The people who navigate those paths most successfully are the ones who understand the economics clearly, not the ones with the most romanticism about the struggle. Know what it costs. Build a real plan. Ask for support when you need it and be specific about why. Your music is worth the honest conversation.
HEATHEN HYMNS exists because of a lot of money and a lot of time and a lot of help, some of it paid and some of it bartered and some of it given freely by people who believed in the thing before it was a thing. I don't take that lightly. Not for one second.
What Sustainable Actually Looks Like
I want to end with something practical rather than just the economics of making the thing, because a lot of underground artists talk about what it costs to make music and not enough about what makes it sustainable to keep making it. And those are different questions.
Sustainability for me looks like: multiple revenue streams, none of which I'm dependent on entirely. Streaming income (small but real). Direct support through memberships. Merch that I price honestly rather than at the margin. Sync licensing opportunities, which are real and accessible for indie artists through platforms that didn't exist five years ago. Getting a song placed in a TV show, a YouTube creator's video, a podcast intro is meaningful income and also meaningful discovery for new listeners. Live shows, which I'm building back toward. And the blog and social content, which support all of the above by keeping the community engaged and giving people reasons to stay connected between releases.
None of this is passive. All of it requires consistent attention. The "passive income from streaming" dream is just that for almost everyone below a certain scale. But the combination of active revenue streams, built deliberately over time, can get to a place where the art isn't subsidizing itself entirely from personal savings and the universe's goodwill.

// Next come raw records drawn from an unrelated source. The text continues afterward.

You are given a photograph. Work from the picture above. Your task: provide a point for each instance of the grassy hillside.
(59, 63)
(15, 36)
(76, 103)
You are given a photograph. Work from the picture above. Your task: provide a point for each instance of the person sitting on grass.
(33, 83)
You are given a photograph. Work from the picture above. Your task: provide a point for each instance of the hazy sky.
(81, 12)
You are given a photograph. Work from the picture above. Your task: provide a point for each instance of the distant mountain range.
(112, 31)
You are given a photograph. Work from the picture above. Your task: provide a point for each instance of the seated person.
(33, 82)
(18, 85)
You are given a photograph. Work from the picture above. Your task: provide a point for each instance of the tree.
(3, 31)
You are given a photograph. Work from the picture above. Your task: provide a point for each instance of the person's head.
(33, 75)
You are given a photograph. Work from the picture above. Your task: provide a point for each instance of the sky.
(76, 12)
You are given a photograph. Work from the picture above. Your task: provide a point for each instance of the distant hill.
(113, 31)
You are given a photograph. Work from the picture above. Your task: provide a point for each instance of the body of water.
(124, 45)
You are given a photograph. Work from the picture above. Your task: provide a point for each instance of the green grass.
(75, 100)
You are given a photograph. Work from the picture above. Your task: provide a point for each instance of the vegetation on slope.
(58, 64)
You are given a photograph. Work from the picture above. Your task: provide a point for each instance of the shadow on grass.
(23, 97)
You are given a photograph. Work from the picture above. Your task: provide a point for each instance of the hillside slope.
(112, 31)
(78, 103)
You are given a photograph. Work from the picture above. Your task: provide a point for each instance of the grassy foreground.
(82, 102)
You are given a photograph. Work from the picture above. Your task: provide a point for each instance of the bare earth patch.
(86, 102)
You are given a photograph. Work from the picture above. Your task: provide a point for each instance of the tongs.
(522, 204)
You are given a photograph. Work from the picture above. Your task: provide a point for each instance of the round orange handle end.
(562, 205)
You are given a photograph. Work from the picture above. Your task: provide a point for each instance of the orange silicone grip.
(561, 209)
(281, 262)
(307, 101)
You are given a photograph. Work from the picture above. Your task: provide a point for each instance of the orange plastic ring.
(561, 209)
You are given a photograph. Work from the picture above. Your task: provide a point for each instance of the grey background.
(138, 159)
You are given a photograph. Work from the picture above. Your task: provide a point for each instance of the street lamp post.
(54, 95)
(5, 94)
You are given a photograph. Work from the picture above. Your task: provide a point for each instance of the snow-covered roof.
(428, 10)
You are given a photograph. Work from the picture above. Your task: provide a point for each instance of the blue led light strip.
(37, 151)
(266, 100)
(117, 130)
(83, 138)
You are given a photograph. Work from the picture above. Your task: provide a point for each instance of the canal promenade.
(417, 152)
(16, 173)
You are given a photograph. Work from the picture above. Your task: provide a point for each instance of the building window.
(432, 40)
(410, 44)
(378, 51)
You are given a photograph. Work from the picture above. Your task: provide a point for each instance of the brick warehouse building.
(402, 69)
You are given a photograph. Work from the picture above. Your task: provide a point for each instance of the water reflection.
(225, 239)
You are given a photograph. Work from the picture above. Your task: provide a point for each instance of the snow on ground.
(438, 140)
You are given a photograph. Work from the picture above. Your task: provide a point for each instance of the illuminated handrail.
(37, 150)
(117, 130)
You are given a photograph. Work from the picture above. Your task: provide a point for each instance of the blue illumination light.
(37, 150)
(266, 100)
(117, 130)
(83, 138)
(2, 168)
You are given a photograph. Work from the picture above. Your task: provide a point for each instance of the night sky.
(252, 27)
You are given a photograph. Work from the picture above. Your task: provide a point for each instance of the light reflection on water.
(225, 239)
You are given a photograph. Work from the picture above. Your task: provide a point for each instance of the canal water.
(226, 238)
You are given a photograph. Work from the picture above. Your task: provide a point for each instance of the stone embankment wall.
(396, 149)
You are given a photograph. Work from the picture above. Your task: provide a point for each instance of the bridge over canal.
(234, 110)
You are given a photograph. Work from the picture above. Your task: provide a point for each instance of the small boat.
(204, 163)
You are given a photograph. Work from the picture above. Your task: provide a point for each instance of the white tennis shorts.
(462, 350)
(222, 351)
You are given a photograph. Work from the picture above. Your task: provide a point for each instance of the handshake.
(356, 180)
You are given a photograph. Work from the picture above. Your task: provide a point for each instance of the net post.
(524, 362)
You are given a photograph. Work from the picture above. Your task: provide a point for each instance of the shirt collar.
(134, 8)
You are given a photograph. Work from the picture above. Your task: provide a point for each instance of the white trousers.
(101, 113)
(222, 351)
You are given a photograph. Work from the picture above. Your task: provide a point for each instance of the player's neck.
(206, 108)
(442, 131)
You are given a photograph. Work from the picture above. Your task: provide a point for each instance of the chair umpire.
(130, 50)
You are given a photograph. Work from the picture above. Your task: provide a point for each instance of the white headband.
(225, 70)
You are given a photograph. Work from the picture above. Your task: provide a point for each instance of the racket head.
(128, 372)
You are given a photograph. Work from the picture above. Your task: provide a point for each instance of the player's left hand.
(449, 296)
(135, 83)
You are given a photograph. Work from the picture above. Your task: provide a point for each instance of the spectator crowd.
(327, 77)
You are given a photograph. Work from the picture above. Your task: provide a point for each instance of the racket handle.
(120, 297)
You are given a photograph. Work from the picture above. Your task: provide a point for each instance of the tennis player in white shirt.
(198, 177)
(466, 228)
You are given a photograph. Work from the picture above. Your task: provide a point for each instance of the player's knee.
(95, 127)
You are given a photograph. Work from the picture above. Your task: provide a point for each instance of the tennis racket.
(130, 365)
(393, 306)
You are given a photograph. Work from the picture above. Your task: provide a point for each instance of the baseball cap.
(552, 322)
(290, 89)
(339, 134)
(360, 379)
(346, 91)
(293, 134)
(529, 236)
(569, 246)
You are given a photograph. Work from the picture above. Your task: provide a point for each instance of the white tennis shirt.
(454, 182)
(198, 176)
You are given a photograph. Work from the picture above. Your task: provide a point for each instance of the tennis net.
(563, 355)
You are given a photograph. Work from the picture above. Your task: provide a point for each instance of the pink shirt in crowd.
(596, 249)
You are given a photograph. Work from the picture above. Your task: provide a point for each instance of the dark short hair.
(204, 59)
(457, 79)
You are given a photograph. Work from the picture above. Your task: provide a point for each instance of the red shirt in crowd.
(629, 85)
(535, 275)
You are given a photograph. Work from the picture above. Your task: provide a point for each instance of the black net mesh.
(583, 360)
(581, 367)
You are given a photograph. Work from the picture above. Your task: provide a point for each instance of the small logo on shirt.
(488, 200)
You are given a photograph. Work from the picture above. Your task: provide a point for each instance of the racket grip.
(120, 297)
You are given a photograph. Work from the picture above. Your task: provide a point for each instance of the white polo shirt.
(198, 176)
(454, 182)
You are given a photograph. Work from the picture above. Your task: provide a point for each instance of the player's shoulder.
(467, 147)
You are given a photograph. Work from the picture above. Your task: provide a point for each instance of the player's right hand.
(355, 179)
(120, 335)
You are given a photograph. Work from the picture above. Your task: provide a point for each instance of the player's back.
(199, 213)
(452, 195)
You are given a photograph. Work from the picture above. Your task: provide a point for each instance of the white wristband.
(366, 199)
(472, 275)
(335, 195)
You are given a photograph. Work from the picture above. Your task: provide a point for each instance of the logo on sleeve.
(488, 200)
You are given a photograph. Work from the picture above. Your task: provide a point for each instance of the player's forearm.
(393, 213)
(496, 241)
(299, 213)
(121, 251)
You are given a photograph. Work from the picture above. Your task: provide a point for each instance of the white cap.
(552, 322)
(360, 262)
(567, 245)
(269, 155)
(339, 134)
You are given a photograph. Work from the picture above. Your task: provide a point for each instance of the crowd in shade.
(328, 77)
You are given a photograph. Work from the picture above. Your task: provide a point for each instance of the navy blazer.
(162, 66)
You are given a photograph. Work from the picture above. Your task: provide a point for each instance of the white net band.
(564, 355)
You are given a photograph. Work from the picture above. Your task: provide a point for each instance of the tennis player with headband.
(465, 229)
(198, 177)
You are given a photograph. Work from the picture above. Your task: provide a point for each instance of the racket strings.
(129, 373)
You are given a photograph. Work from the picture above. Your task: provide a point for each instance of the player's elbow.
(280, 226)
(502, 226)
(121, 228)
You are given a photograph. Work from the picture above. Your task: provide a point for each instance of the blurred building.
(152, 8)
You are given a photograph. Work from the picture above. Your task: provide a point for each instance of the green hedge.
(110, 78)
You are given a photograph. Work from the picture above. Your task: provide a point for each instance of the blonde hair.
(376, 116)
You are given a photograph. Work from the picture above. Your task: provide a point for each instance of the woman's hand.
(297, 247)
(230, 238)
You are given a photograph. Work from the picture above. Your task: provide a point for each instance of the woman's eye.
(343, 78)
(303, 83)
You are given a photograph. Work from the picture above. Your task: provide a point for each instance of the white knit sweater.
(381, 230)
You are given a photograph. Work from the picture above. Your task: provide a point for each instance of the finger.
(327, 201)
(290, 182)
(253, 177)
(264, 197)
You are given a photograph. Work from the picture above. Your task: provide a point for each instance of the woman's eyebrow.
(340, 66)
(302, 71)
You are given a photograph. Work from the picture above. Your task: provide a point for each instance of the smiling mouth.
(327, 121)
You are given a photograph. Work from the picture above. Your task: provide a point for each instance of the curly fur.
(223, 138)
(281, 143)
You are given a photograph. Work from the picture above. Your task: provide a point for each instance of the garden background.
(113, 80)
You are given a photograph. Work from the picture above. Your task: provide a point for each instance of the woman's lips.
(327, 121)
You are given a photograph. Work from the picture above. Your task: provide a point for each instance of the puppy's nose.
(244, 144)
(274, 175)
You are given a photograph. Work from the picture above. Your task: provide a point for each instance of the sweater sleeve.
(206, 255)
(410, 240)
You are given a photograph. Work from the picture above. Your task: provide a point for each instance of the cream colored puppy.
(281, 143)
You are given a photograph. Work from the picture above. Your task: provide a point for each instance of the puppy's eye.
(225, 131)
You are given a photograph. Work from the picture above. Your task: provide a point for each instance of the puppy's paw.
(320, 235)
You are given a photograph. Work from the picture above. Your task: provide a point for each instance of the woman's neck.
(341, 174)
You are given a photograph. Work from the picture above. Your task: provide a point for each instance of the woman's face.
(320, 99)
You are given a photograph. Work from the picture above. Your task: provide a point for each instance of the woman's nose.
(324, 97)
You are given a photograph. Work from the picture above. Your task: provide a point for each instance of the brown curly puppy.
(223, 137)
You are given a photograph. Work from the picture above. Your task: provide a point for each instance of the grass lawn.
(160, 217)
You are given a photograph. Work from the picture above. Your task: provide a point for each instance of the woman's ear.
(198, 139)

If you're an indie artist reading this and you're trying to figure out the money: start with the honest accounting. Know your actual costs. Know what you make from each source. Find the gaps. Ask for support specifically rather than generally. "I'm trying to cover mastering costs for the next record" is a clearer ask than "support my art." People respond to specificity because it makes them feel like their contribution has a real destination. And then keep making the work, because the work is what all of the money is for in the first place.